With powerful computer and newer methods, it is routine to solve the governing Navier Stokes equation resolving all scales of turbulent flows of DNS for moderate Reynolds number. In this context, the compact and other higher order schemes are finding more and more applications. Similarly, in wave propagation problems, one solves hyperbolic partial differential equations and such solutions are required to be accurate in the far field and for long time periods. These requirements demand that the adopted numerical method be highly accurate and dispersion error free. The compact schemes, based on Pade approximation, offer high accuracy, higher order approximations to differential and integral operators using compact implicit stencils.
For DNS of incompresible flows, it is important to compute flows with large directional convection of vortical structures. Thus, DNS requires capturing high amplitude signals without suffering numerical instabilities. This instability may be caused due to linear instability, error accumulation due to aliasing or non-linear instabilities. While using compact schemes, it is thus quite common to add numerical dissipation via upwinding, or filtering the solution after some time interval.
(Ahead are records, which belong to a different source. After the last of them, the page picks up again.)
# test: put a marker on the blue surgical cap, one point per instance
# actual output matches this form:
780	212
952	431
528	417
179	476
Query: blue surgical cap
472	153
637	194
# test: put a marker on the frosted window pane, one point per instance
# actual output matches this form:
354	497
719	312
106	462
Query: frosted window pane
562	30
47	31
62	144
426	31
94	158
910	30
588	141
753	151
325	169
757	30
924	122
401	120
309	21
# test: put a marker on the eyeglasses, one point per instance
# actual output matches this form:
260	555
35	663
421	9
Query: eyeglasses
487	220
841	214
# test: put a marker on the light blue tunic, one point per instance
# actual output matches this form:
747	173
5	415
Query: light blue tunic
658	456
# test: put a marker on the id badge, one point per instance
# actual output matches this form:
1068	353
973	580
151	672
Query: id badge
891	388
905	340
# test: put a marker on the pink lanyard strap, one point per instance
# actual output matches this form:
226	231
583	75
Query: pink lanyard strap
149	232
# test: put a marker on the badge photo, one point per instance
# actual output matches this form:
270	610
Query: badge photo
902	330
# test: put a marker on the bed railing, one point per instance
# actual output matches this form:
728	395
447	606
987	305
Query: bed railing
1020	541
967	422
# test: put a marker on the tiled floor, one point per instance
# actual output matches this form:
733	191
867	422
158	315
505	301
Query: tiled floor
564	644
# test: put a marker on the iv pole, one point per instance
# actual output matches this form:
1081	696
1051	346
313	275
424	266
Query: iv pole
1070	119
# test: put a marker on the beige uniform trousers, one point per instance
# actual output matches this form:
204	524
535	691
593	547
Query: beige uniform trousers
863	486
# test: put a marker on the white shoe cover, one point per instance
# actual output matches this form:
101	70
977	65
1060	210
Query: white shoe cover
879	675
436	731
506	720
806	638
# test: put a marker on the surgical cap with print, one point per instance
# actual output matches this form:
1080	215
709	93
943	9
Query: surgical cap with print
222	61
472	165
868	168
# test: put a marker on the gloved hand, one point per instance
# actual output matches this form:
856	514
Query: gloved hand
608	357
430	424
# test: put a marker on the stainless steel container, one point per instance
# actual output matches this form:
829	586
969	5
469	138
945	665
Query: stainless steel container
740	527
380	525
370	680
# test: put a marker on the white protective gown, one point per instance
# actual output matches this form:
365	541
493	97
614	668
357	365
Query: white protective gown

In this area our aim is two-folds. Firstly, we would like to find out the eigen-spectrum of jets. Secondly, we would use these information to calibrate the DNS of the jet. Our eventual aim is to calculate the emitted noise from the jet. We have obtained spectrum of plane Bickley jet with respect to symmetric and anti-symmetric disturbance fields. We have also calculated the spectrum for the round Bickley jet for symmetric disturbance field. These have been obtained using Compound Matrix Method (CMM). The information of the spectrum is necessary for DNS of jets at relevant Reynolds numbers.